Ecclesiastes 1:2 says, “Vanity of vanities, says the Preacher, vanity of vanities! All is vanity.” There has been numerous attempts to explain that idea of “vanity of vanities” in more modern language. Some use the word “meaningless.” Everything in life under the sun is meaningless. The New International Version translates this as “meaningless, meaningless! Utterly meaningless!” Some use the idea of “empty.” Everything we do in this life is really empty of true value and meaning. Kansas, the old rock group from the 70’s, expressed a similar idea when they sang that all we are is “dust in the wind.” The “teacher” in Ecclesiastes is going to talk about his great accomplishments, his great wealth, his indulgence in sexual pleasure, his power over others, and possessions of every imaginable kind. These things are vanities. They are “meaningless.” They are “empty.” Those terms are all helpful but they miss the idea of the deceitfulness of these things. I like the idea of “smoke and mirrors.”

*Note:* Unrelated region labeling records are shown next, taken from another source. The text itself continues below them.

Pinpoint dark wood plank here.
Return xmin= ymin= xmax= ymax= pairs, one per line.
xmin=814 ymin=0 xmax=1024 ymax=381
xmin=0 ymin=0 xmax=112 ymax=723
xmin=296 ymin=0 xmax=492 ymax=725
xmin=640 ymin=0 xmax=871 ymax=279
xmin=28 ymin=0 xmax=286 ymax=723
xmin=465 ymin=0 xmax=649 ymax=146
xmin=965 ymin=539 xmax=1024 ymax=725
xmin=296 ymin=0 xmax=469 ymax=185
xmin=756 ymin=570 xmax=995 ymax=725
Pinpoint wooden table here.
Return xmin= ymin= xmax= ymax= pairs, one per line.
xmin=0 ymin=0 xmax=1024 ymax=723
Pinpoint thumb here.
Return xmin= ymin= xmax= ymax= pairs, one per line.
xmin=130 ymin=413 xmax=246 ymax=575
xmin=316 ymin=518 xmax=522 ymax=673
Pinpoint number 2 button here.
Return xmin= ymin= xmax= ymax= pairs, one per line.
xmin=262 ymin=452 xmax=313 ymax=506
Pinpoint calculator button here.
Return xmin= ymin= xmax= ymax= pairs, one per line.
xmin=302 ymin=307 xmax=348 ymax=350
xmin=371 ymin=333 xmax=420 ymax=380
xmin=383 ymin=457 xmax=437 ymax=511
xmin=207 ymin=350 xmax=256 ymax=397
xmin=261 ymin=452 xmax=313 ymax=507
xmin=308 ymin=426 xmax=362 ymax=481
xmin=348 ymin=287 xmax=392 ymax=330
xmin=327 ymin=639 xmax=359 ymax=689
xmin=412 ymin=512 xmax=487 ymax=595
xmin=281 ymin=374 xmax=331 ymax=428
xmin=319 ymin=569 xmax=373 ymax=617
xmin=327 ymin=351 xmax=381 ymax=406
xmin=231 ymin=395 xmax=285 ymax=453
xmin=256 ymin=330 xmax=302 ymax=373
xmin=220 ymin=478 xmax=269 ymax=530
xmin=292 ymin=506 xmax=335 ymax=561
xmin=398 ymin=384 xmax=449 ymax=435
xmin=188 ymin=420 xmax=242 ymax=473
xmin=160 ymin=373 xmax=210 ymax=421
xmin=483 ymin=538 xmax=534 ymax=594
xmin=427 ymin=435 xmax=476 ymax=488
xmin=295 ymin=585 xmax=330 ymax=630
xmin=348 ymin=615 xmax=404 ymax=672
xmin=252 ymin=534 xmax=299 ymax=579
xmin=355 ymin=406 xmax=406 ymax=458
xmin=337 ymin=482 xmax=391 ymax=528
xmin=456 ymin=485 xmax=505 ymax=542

One article on the internet describes the phrase as I understand it. It says, “Smoke and mirrors exploits errors in human perception and the psychology of misdirection to create compelling illusions for large audiences.” The teacher in the book of Ecclesiastes is going to go to great lengths to expose the draw of wealth upon our lives as nothing more than smoke and mirrors. Wealth, riches,  promise some kind of satisfaction or reward but do not deliver on what seems to be promised. Then the teacher tackles the other “smoke and mirror” issues of life; great accomplishments, many possessions, vast pleasures, much power over others as well as great wealth. All of these things are nothing but “smoke and mirrors.”

Money and riches is what life is all about, isn’t it?  In an article on the deceitfulness of riches, Reagan Rose explains how money is really nothing more than smoke and mirrors. He says, “The first lie money tells is that it is the goal of life. This one seems so obvious on the surface that we might assume it is easily avoidable. But the world screams this philosophy in our faces daily. Every commercial, every celebrity, every new car our neighbor purchases, dangles that carrot of ‘Success’ before our eyes. If we don’t watch carefully, before we know it we may find our days consumed with doing whatever it takes to get that next raise, with comparing ourselves to others, and with constantly asking ourselves ‘have I made it?’” Jesus, the greatest teacher of all, asks us another more important question. In Matthew 16:26, he asks, “For what will it profit a man if he gains the whole world and forfeits his soul?” (Matt 16:26). Money is not the goal of life!